Recently I was invited to re-join the staff at OCP as they transition between executive directors.  My “experience” in the community was an asset, or at least we all hoped it would be.  Really the best thing I had going for me, I think, was a willingness to suspend judgment (in some small way), and attempt to love the person in front of me.

We all need so much love!  Can we ever truly believe that we are loved, apart from a visible sign of it in the person next to us, across the room, or in our own heads?

Two weeks ago, as I led the Morning Empowerment gathering, we passed the book, Life of the Beloved, around the circle and read from Henri Nouwen:

 “…all I want to say to you is ‘You are the Beloved,’ and all I hope is that you can hear these words as spoken to you with all the tenderness and force that love can hold.  My only desire is to make these words reverberate in every corner of your being – ‘You are the Beloved.’”
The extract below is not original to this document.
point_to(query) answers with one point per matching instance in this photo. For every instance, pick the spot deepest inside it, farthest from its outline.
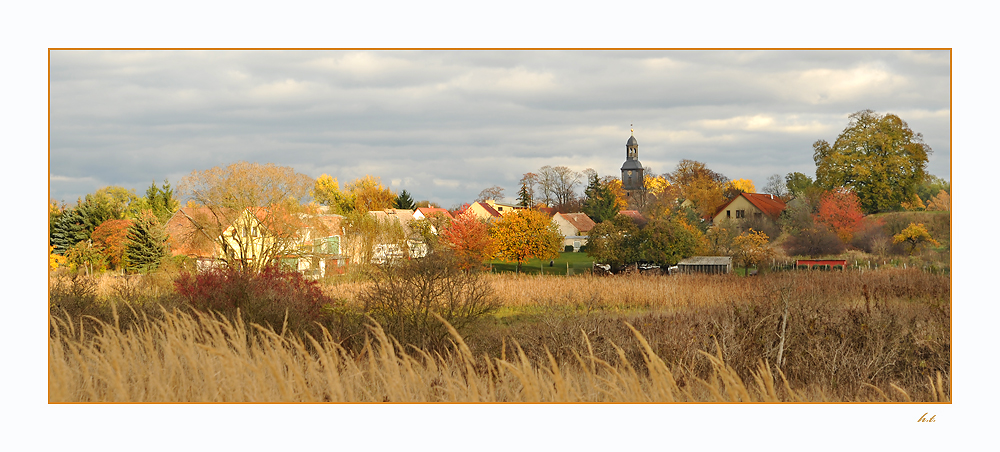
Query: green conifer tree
(146, 245)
I was amazed by the reaction.  One man cried as he read, his voice breaking and chin shivering, as he attempted to carry on without his response being recognized.  “It’s so hard to reach out to people,” he shared.  “You never know what they’ll think.”

We never do.  It’s hard to be vulnerable.  If we don’t feel the love that we are trying to share it is hard to pass it on.  But if we truly believe that “loved” is the essence of who we are – and the essence of who the person across the room is – regardless of the choices either of us have made or the circumstances we are in, it becomes a little easier.

I am so grateful to have been invited back into this place over the past months, in this capacity.  I rejoice in the opportunity to share what little I have to give, and have so much returned to me.  And I am grateful for all the new “Deborahs” who greet me each day, as we each share a little bit of the love we truly are.